Wanton VP dismissals expose constitutional shortcomings

Wanton VP dismissals expose constitutional shortcomings

Source: Wanton VP dismissals expose constitutional shortcomings | The Financial Gazette November 9, 2017

Former vice President Emmerson Mnangagwa

Former vice President Emmerson Mnangagwa

THIS week’s summary dismissal of Vice President, Emmerson Mnangagwa, by President Robert Mugabe — the second inside a single term after the dismissal of Joice Mujuru barely three years ago ― is a result of the concentration of constitutional power in one pair of hands, legal experts say.

This week, legal analysts who spoke to The Financial Gazette revealed that these dismissals ― which have a disruptive effect on government business ― have been made possible by weak safeguards in both the constitution of the ruling ZANU-PF party and national Constitution, because both documents give unfettered powers to Mugabe.
This week Mugabe gave Mnangagwa the marching orders, with the veteran ruler accusing his long-time ally of disloyalty, the same charge brought against Mujuru in 2014.

Constitutional law expert, Alex Magaisa, who took part in the drafting of the country’s new Constitution which became effective in 2013, said Mugabe is able to wantonly settle personal grudges with those within his party whom he sees as a threat as he did with Mujuru and now Mnangagwa because he has the powers to hand-pick his deputies, instead of having them as running mates.

“If the running mate clause had been accepted, all this would not be happening,” Magaisa said in an interview this week.

A vice president who comes into office by virtue of having been the president’s running mate cannot be fired because they derive their mandate directly from the electorate.
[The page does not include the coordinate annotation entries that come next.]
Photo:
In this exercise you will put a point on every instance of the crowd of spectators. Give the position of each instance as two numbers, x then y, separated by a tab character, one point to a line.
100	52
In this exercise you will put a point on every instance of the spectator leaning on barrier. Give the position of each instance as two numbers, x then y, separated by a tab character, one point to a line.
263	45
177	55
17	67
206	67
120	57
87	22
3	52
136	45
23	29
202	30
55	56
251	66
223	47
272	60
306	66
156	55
The clause providing for vice presidents to be the president’s running mates in an election is included in Section 92 (2) of the Constitution, but the partners in the coalition government that brought about the Constitution agreed to keep this clause in abeyance for ten years to 2023.

“The irony is that it was ED’s (Mnangagwa) group that did not want the running mate clause because it would have benefited Joice Mujuru. So, after we had put it in the Constitution, they fought to remove it,” Magaisa added.
Zimbabwe Lawyers for Human Rights (ZLHR) programmes manager, Dzimbabwe Chimbga, concurred with Magaisa that Mugabe wields too much power.

“Yes, for sure… they have created this monster through changes of an internal (party) constitution supported by a (national) Constitution that creates a too powerful president, further complicated by a two-thirds (majority) in parliament,” Chimbga said.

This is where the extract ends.